Devising an Information Governance Strategy

The Trends:

• In 2010 courts within every federal circuit have issued at least one e-discovery opinion.
• The U.S. Supreme Court decided a case which presented potential e-discovery implications
• The New Jersey Supreme Court issued an opinion concerning the attorney-client privilege and an employee's personal use of an employer-issued computer.

Steve Akers (DigitalReef founder) gives a concise and reasoned approach on how and why corporate legal counsel and their IT departments should get ahead of the problem's created by the absence of an information governance strategy.

Originally posted on the AIIM Blog Digital Landfill

1 --Knowing Why You Need It.

Information Governance ultimately means being able to transform un-managed information into valuable business assets.

It provides enterprise readiness to proactively service the legal and compliance policies in today’s business and it requires continuous visibility, trust and control across all of your digital information.

With the combination of new government mandates, increased corporate accountability, and the digital information explosion, it is a necessity to have a holistic view of all information. With the right governance strategy, business will have insight into unstructured content while complementing existing investments in content management, email, archiving and storage management.

2 --Consider the Source.

When devising an information governance strategy, first consider all the different sources of information within your organization.

• Network Attached Storage devices with potentially hundreds of millions of files
• NT file server farms that contain shared repositories of essentially invisible information
• Ubiquitous SharePoint farms that are sprouting like spring flowers.
• Email repositories and perhaps several types of content management systems (Documentum, FileNet, OpenText, etc.).

In order to govern this information, these sources all need to be accessed, their contents analyzed, and the results made visible from a single interface. In most environments, this single view of data across multiple sources or repositories is impossible to achieve and leads to incomplete collection and identification, let alone governance of data.

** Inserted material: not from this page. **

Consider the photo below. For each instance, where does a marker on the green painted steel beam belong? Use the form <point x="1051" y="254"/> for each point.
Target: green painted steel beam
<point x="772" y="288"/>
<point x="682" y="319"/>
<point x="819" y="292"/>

3 --Data Analysis Must be Virtualized.

The strategy cannot omit critical sources of information or assume that one single archive will be built (thus doubling the aggregate size of the information involved in the strategy). It is important to have an email archive, but it is incorrect to assume that all the sources of relevant information across an enterprise will be re-committed to an archive for purposes of a governance strategy. The governance of information must be undertaken from a system that can understand data where it lives.

4 --Search is Not Enough.

The logical first response by IT people is to specify an enterprise search platform and use that as basis for the corporate governance strategy. The problem with this is that governance transcends the mere identification of information. This approach is fairly inflexible and misses the other aspects of a governance strategy: insight and control or management of content. A governance strategy must include identification of relevant information, insight into the information that was identified (how does the information relate to other content within the enterprise; regardless of location) and control or management of the information. The first is merely search, the second is accomplished with search combined with analytics.

5 --Automation is the Necessary Ingredient.

The above aspect of the problem highlights that governance requires technology to aid the process by automating the identification of similar content. A self-classification capability is the key to making data governance possible by making relevant data visible. Automation has been the missing ingredient that has kept true governance from being possible. A machine-learning platform that can guide the human reviewer to content with similar characteristics is the key to solving the problems that surface when attempting to implement a strategy of governing information. Human beings must make governance decisions but often don’t know where to start; automated learning techniques give them the place where they should start the process.

6 --Scale, Extensibility and Ease of Deployment.

In the modern governance era, solutions will include an ability to extend almost infinitely across larger and larger data sets with little or no provisioning of storage and server capacity being necessary. These solutions will also have a portable indexing capability that can be expanded as the data within the enterprise expands.

To date, there have been appliances that provide some insight into the content being accumulated for a specific purpose or project, but there has not been a scalable governance platform that can aggregate a view of all the data in place that is relevant. In order to allow IT professionals to govern enterprise information, governance architecture must be extensible across commodity hardware, fit into the virtual server environments of modern data centers and deploy easily.

7 --You Need to Go Global.

Having an additional capability to move an entire index and analyze it without having to remove the data from a particular country is a key component of a governance strategy. Emerging technologies will allow an index, not the data itself, to be removed to a remote location where the data can be analyzed with forcing it to be removed from the local country. These kinds of features are part of a total governance strategy that would be ideal in a global information environment. Data is global and therefore, solutions must be global in scope and local in use and analytics.

8 --Don’t Forget Security.

Data governance, particularly for legal matters, is an ongoing process with a definite life-cycle. Over the course of reviewing content pertinent to legal and other regulatory matters, different individuals with different levels of permitted access will be required to view certain documents. Allowing different classes of users to view data with certain characteristics at different times is a key attribute of a governance platform and this must be accounted for in a governance strategy.